Matches a character in the current locale

\pass

Always passes the Match

\fail

Always fails the Match

\err(xxx)

Throws a PegParseErr with msg xxx when processed

Comments

Hash # comments are allowed in grammar, as are double slash // comments.

#  Hash comments are allowed in grammar
// as are double slash comments

a = .  // end-of-line comments also allowed

b = [cd]
    // comments may also appear inbetween rules
    [de]

PEG Grammar

Interestingly, PEG grammar may itself be expressed as PEG grammar. And indeed, Pegger does use itself to parse your PEG definitions!

PEG grammar:

grammar       <- (!\eos (commentLine / ruleDef / \err(FAIL)))+
ruleDef       <- exclude:"-"? ruleName debugOff:"-"? cwsp* ("=" / "<-") cwsp* rule commentLine?
ruleName      <- [a-zA-Z] (("-" [a-zA-Z0-9_]) / [a-zA-Z0-9_])*
rule          <- firstOf / \err(FAIL)
firstOf       <- sequence (cwsp* "/" cwsp* sequence)*
sequence      <- expression (cwsp* expression)*
expression    <- predicate? (label ":")? type multiplicity?
label         <- [a-zA-Z] [a-zA-Z0-9_\-]*
type          <- group / ruleName / literal / chars / macro / dot
-group        <- "(" cwsp* rule cwsp* ")"
predicate     <- "!" / "&"
multiplicity  <- "*" / "+" / "?" / ("{" min:[0-9]* (com:"," max:[0-9]*)? "}")
literal       <- singleQuote / doubleQuote
-singleQuote  <- "'" (unicode / ("\\" .) / [^'])+ "'" "i"?
-doubleQuote  <- "\"" (unicode / ("\\" .) / [^"])+ "\"" "i"?
chars         <- "[" (unicode / ("\\" .) / [^\]])+ "]" "i"?
macro         <- "\\" [a-zA-Z]+ ("(" [^)\n]* ")")?
unicode       <- "\\" "u" [0-9A-F]i [0-9A-F]i [0-9A-F]i [0-9A-F]i
dot           <- "."
-commentLine- <- sp* (nl / comment)
-comment-     <- ("#" / "//") (!\eos [^\n])* nl
-cwsp-        <- sp / (!\eos cnl (sp / &("#" / "//")))
-cnl-         <- nl / comment
-sp-          <- [ \t]
-nl-          <- \eos / "\n"

Recursive / HTML Parsing

A well known limitation of regular expressions is that they can not match nested patterns, such as HTML. (See StackOverflow for explanation.) Pegger to the rescue!
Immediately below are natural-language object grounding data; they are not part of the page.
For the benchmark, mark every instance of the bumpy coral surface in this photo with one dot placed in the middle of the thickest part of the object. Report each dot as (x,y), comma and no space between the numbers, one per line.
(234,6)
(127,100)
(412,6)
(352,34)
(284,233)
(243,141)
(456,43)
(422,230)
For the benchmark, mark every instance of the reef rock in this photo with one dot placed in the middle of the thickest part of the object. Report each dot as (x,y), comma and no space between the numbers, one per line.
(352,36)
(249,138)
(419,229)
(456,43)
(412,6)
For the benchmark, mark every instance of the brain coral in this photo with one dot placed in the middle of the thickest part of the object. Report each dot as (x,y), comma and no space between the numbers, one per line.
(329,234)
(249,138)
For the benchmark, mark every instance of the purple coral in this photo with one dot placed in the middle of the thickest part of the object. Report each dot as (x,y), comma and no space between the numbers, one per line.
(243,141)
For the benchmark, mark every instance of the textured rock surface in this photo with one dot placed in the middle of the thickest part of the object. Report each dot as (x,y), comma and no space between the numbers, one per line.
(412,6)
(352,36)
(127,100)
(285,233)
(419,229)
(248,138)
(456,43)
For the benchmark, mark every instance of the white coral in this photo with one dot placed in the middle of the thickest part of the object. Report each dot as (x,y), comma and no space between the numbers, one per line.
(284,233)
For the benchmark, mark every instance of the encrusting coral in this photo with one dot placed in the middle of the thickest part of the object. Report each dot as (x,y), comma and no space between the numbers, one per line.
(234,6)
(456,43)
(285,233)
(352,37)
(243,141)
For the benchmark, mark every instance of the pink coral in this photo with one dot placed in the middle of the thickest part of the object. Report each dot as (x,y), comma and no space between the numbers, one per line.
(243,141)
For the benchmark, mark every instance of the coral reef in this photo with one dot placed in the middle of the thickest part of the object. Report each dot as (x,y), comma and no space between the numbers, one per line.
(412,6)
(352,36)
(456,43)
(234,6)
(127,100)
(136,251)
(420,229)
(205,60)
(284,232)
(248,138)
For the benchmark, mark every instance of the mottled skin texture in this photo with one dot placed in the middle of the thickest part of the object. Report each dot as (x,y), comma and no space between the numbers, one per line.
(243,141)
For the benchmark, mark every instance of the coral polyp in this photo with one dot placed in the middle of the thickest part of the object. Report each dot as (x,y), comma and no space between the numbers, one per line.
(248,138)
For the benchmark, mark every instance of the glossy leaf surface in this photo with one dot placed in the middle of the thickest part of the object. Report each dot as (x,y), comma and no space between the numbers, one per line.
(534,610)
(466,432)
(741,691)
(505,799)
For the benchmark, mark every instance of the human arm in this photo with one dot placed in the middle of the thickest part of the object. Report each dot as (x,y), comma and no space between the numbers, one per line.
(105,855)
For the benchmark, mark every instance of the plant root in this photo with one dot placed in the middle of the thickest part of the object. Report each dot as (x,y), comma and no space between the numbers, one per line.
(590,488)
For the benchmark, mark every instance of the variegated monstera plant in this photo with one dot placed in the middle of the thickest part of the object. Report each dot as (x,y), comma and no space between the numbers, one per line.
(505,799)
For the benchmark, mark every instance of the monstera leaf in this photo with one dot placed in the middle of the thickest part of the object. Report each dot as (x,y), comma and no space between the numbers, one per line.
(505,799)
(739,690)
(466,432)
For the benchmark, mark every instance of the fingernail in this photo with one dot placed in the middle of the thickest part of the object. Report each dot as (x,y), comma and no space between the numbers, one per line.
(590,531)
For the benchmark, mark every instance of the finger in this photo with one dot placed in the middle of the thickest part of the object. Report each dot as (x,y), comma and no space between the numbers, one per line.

Because PEGs contain rules that may reference themselves in a circular fashion, it is possible to create recursive parsers.

Below is an example that parses nested HTML tags. You can see the recursion from the element definition which references itself:

grammar := Peg.parseGrammar("element  = startTag (element / text)* endTag
                             startTag = '<'  name:[a-z]i+ '>'
                             endTag   = '</' name:[a-z]i+ '>'
                             text     = [^<]+")

html    := "<html><head><title>Pegger Example</title></head><body><p>Parsing is Easy!</p></body></html>"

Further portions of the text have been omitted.